Photo credit: Creative Commons 0, Public Domain, via Pixabay.
Judith Dixon is a nurse and health visitor for the National Health Service Tayside in Angus, Scotland. She and a team of nurses conducted a QI project through the IHI Open School Quality Improvement Practicum as part of the Early Years Collaborative, a partnership between IHI and NHS Scotland, to improve rates of play among parents and babies in their district. I asked her a few questions about what she learned. (Learn more about the Open School Practicum, which is now available to professionals as well as students, here.)
How did you first become interested in QI?
In the nursing profession, we’re always encouraged to reflect on our practice and make improvements that will benefit our families. So I think it is something that is an inborn part of me!
But I hadn’t really had the opportunity to learn and implement PDSA cycles and quality improvement before taking part in the Early Years Collaborative (EYC). It was really inspiring to attend the kick-off events in Glasgow and hear from other practitioners about how small changes in practice can have such a dramatic impact on children’s lives — as well as how important the early years are.
How did you come up with the idea for your project?
I came up with the idea at one of the EYC events in Glasgow. The team from Angus, Scotland, was talking about the number of resources that are given to new parents by health visitors. We wondered how well parents were using resources such as play@home, which is a kit of play activities for parents to do with babies and toddlers.

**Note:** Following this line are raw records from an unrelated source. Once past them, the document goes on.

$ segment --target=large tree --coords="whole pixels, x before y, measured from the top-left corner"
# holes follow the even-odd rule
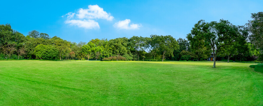
[[[178,42],[171,35],[153,35],[151,36],[151,37],[155,42],[155,46],[158,47],[159,51],[162,54],[163,62],[166,56],[173,57],[174,50],[179,49]]]
[[[248,33],[243,27],[236,26],[227,20],[206,22],[201,20],[195,25],[187,38],[191,47],[198,48],[203,45],[213,50],[215,68],[216,56],[222,47],[234,45],[236,42],[245,39]]]
[[[53,59],[57,56],[58,50],[51,45],[40,44],[36,47],[34,54],[36,59]]]
[[[263,59],[263,12],[251,14],[252,20],[246,25],[250,32],[250,42],[260,50],[259,60]]]
[[[129,39],[130,45],[132,49],[135,51],[138,61],[140,59],[140,52],[144,51],[143,47],[145,45],[145,39],[142,37],[134,36]]]
[[[94,55],[95,49],[95,45],[93,43],[90,42],[82,46],[81,52],[88,58],[88,60],[90,57]]]
[[[117,61],[119,61],[118,57],[127,54],[128,41],[128,39],[126,37],[117,38],[109,41],[111,50],[117,57]]]
[[[27,36],[29,37],[34,38],[43,38],[45,39],[50,39],[50,37],[48,34],[41,33],[35,30],[34,30],[29,32]]]
[[[58,51],[59,58],[61,60],[61,54],[63,56],[64,54],[69,53],[71,52],[70,43],[66,40],[59,39],[55,40],[54,41],[55,47]]]

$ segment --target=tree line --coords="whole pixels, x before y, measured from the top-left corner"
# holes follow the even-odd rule
[[[36,30],[25,36],[10,24],[1,24],[0,59],[205,61],[213,53],[214,67],[218,60],[262,61],[263,14],[251,15],[253,19],[242,26],[223,19],[201,20],[187,39],[177,40],[170,35],[152,35],[77,43]]]

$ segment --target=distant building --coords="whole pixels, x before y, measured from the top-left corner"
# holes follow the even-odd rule
[[[211,55],[210,55],[210,57],[208,59],[207,59],[207,61],[214,61],[214,53],[211,53]]]

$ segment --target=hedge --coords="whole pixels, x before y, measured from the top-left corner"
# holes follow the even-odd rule
[[[118,57],[118,59],[119,61],[126,61],[126,58],[122,56]],[[115,56],[110,57],[107,58],[104,58],[102,59],[103,61],[117,61],[117,57]]]
[[[254,71],[255,72],[263,72],[263,66],[260,65],[260,64],[257,65],[250,65],[249,67],[254,68]]]
[[[221,62],[227,62],[227,60],[222,60],[220,61]],[[229,62],[233,62],[233,60],[229,60]]]

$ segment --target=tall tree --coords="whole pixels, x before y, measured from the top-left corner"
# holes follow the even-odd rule
[[[163,62],[166,56],[173,57],[174,50],[179,49],[178,42],[170,35],[153,35],[151,37],[153,38],[156,44],[156,46],[158,47],[159,51],[162,54]]]
[[[126,38],[119,38],[111,39],[109,41],[109,44],[113,54],[117,57],[117,61],[119,61],[118,57],[127,54],[127,49],[128,39]]]
[[[259,59],[263,59],[263,12],[251,14],[251,20],[246,24],[250,32],[250,42],[260,50]]]
[[[130,38],[129,42],[133,49],[135,51],[138,61],[140,59],[140,52],[143,50],[143,47],[145,45],[145,38],[142,37],[134,36]]]
[[[190,41],[191,47],[197,48],[203,44],[213,50],[214,58],[213,67],[215,68],[216,56],[221,48],[234,45],[236,42],[245,39],[248,34],[242,28],[223,19],[220,19],[218,22],[210,23],[201,20],[195,25],[187,38]]]
[[[86,44],[82,47],[81,52],[88,58],[88,60],[93,56],[95,52],[95,45],[93,43],[90,42]]]
[[[33,30],[28,32],[27,36],[30,37],[34,38],[43,38],[44,39],[50,39],[50,37],[48,34],[41,33],[35,30]]]
[[[55,47],[58,51],[59,58],[61,60],[61,54],[69,53],[71,51],[69,42],[66,40],[57,39],[54,41]],[[63,57],[62,57],[63,58]]]

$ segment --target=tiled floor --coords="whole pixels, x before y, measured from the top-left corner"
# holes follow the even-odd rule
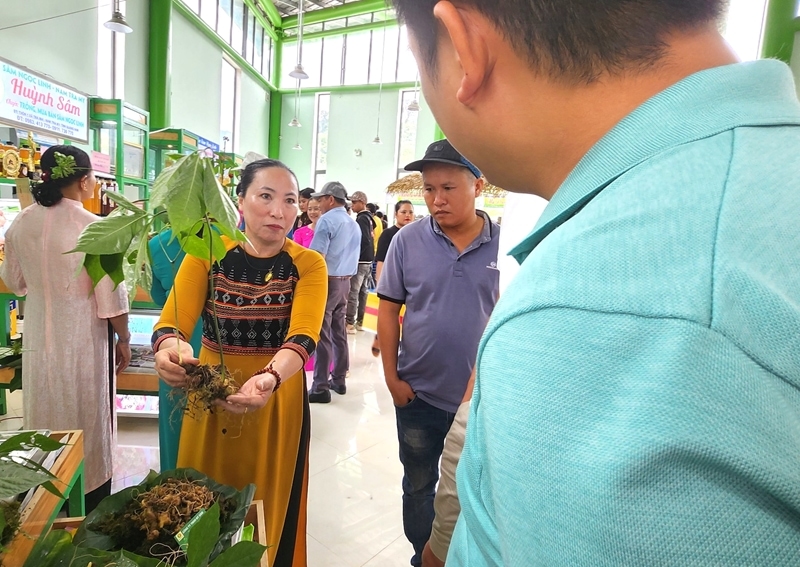
[[[373,335],[350,338],[347,395],[311,405],[309,463],[309,567],[405,567],[413,553],[403,535],[400,480],[392,399]],[[0,430],[19,429],[22,396],[9,395]],[[138,484],[158,470],[158,423],[120,418],[113,490]]]

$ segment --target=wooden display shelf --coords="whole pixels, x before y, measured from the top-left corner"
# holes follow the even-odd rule
[[[64,436],[69,436],[67,446],[50,472],[58,478],[54,481],[56,488],[69,498],[70,510],[83,513],[83,431],[54,431],[50,434],[50,438],[57,441]],[[37,538],[50,530],[63,502],[42,487],[36,489],[22,510],[22,524],[3,555],[3,567],[22,567]]]
[[[59,518],[53,522],[54,530],[76,530],[83,521],[83,518]],[[244,517],[244,525],[252,524],[255,526],[253,531],[253,541],[261,545],[267,544],[267,526],[264,520],[264,503],[261,500],[253,500],[247,515]],[[264,553],[259,563],[260,567],[269,567],[267,553]]]

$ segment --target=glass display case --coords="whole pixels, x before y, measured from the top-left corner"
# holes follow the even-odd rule
[[[142,207],[150,198],[150,114],[125,101],[93,98],[90,127],[94,149],[111,156],[111,174],[116,186]]]

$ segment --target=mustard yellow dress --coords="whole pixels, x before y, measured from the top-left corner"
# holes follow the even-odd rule
[[[225,365],[241,384],[289,348],[305,362],[319,340],[327,298],[327,269],[317,252],[286,240],[272,258],[247,254],[226,241],[228,254],[214,264],[187,256],[153,335],[154,348],[178,329],[191,336],[202,316],[198,358],[219,364],[216,304]],[[177,299],[177,320],[175,305]],[[284,376],[267,405],[244,416],[220,409],[186,415],[179,467],[192,467],[239,489],[255,483],[264,501],[269,564],[305,567],[310,414],[303,371]]]

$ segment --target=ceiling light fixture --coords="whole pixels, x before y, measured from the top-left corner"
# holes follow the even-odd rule
[[[119,2],[120,0],[114,0],[114,15],[103,25],[113,32],[131,33],[133,28],[125,21],[125,16],[122,15],[122,10],[119,9]]]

This led me to question my own practice in distributing play@home. At that time, I would normally have given the resource at the first home visit. This would be just after the baby is 10 days old.
Reflecting on this, I realized that this is a time when new parents are often overwhelmed with anxieties, such as feeding and settling baby. A significant amount of important health promotion materials are given at this time. How could I expect parents to fully take in the purpose and benefits of play@home at this first visit?
This led me to look at an evaluation of play@home by the University of Wolverhampton in January 2013, which in fact showed that some parents could not remember if they had been given play@home and very few vulnerable parents had been given additional support to use it. The evaluation recommended that the role of the health visitor might be to distribute and monitor play@home. So this is exactly what I decided to look at within my locality.
What were your ideas about changes that might lead to improvement?
The first thing that I decided to do was to wait until I felt that parents were ready to engage before I would introduce play@home. This varied between three to six weeks after the baby was born, and I really used my professional judgment on the timing. There was no point in introducing the resource if parents were completely consumed with anxieties or by lack of sleep.
Then I started to think about how I could introduce the resource in a meaningful way to interest parents. I had just completed a training on the importance of brain development and attachment, so those issues were forefront in my mind. I realized that play@home is such a great resource to promote this.
I decided to develop a tool to introduce play@home — a fact sheet to generate discussions around baby brain development and attachment by highlighting some key statements and questions. For example:
- As a new mother, have you thought about baby’s brain development and how you can help it?
- Do you think nature or nurture has the most important impact on a baby’s brain development?
This question led to interesting discussions around how baby brain development is like building a house, and how play@home can be used as the building blocks.
I then invited parents to look at play@home and choose some activities that they would enjoy with their baby.
At key points in the child’s first year — six weeks, three months, and eight months — I returned to the discussion points. I would discuss the benefits of play@home again, but more importantly I found that parents really took pride in their baby’s development and telling me what play activities they enjoyed.
What was the biggest surprise in doing the project?
Small changes in practice can really make a big difference. Sometimes we are so busy that we forget to step back and really think about what we are doing!
What did you find most gratifying about the work?
It was really gratifying to see how well the parents engaged in using play@home and how parents enjoyed playing with their children.
But I also enjoyed learning new skills around data collection. I can now format a line chart. I scored parental knowledge and use of play@home depending on the number of play activities they were carrying out from the resource. It was really rewarding seeing the data from the project on a run chart, which demonstrated the effectiveness of a new approach to delivering play@home by health visitors.
What did you learn from working on an interprofessional team?
We are all striving to improve outcomes for children. By working together, the impact of any quality improvement intervention should be greater. We cannot achieve anything by working in silos!
The play@home project has highlighted the resource to other professionals. For example, some physiotherapists have reported they are now promoting activities within the resource to improve children’s gross motor skills. Perhaps this will becomes the next test of change.
If you had the chance to start your project all over again today, what would you do differently?
It’s difficult to say as it has been such a learning process all along the way. Sometimes it felt like taking three steps forward and two back.
I think before embarking on any project I would now think much more carefully about data collection. It’s not always easy to show evidence of improvement on a run chart. But it has made me realize that it is really important that quality improvement has evidence to support it.